今日ご紹介する本は、南米北部の国ベネズエラの話です。『道はみんなのもの』という13ヶ国語に翻訳されているベネズエラのロングセラー絵本です。
1950年代ベネズエラでは工業国を目指した開発が始まりました。のんびりした村は開発の波に飲まれ多くの人が集まり、山を切り開き、山の天辺まで住宅が立ち並ぶ地域となり子どもたちの遊び場さえなく、道路で遊ぶしかない子ども達は常に危険にさらされていました。
安心して遊べる場所が欲しいと願った子ども達は相談を始めますが、誰にどのように頼めばよいのか分からず、忙しい大人は振り向きもせず、子ども達に知恵をつけてくれたのは図書館の職員でした。様々な苦難を乗り越えながら「遊び場が欲しい」という子どもたちの熱意と決意が大人を動かしていきます。

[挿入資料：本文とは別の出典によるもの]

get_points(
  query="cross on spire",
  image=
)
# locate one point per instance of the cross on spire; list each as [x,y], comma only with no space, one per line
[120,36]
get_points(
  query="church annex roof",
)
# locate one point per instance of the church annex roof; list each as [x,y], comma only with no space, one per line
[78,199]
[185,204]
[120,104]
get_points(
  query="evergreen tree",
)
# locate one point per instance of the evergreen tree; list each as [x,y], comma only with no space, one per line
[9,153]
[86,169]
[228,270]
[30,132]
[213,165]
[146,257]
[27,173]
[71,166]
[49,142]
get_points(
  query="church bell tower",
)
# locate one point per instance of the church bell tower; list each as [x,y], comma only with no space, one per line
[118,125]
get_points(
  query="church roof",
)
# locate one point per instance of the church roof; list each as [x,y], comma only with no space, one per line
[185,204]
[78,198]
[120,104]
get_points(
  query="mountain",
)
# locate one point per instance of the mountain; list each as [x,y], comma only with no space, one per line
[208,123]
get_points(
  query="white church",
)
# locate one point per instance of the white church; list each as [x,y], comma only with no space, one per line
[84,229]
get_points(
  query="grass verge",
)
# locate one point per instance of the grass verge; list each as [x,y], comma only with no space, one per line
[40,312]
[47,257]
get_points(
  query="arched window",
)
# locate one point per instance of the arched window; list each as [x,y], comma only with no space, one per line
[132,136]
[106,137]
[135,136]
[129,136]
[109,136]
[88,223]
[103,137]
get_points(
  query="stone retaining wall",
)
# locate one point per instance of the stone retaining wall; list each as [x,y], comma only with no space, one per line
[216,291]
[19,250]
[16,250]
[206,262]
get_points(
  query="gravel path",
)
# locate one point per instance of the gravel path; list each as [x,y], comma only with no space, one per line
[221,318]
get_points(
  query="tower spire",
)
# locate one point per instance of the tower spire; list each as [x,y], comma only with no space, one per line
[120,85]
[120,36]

ついに完成した公園に、子ども達は自分たちの手でつくった看板を取り付けました。『公園はみんなのもの。どうぞ楽しんでください。』
この最後の言葉に、川崎市の子どもの権利条例の策定に関わってくれた子どもたちの議論を思い出しました。条例にはもちろん子どもたちの遊ぶ権利が謳われています。条例に基づき南武線津田山駅近くには『夢パーク』が作られ、何をして遊んでも良い広場があります。自分で決めて自分で行動する、その成功も失敗も子ども達は引き受ける覚悟を持っている。その中で学んだ体験が子どもたちの経験になっていく、自立への歩みなのです。それを信じて、見守ることが大人の役目であり、子どもの育つ力のほうが大人の育てようとする力よりも大きいと認識することが大人には必要です。
子どもは未来です。子どもたちが日本の未来を、世界の未来を背負っていくのです。子どもたちの「転ばぬ先の杖」ではなく、転んだあと立ち上がるための杖となる大人でありたいと思います。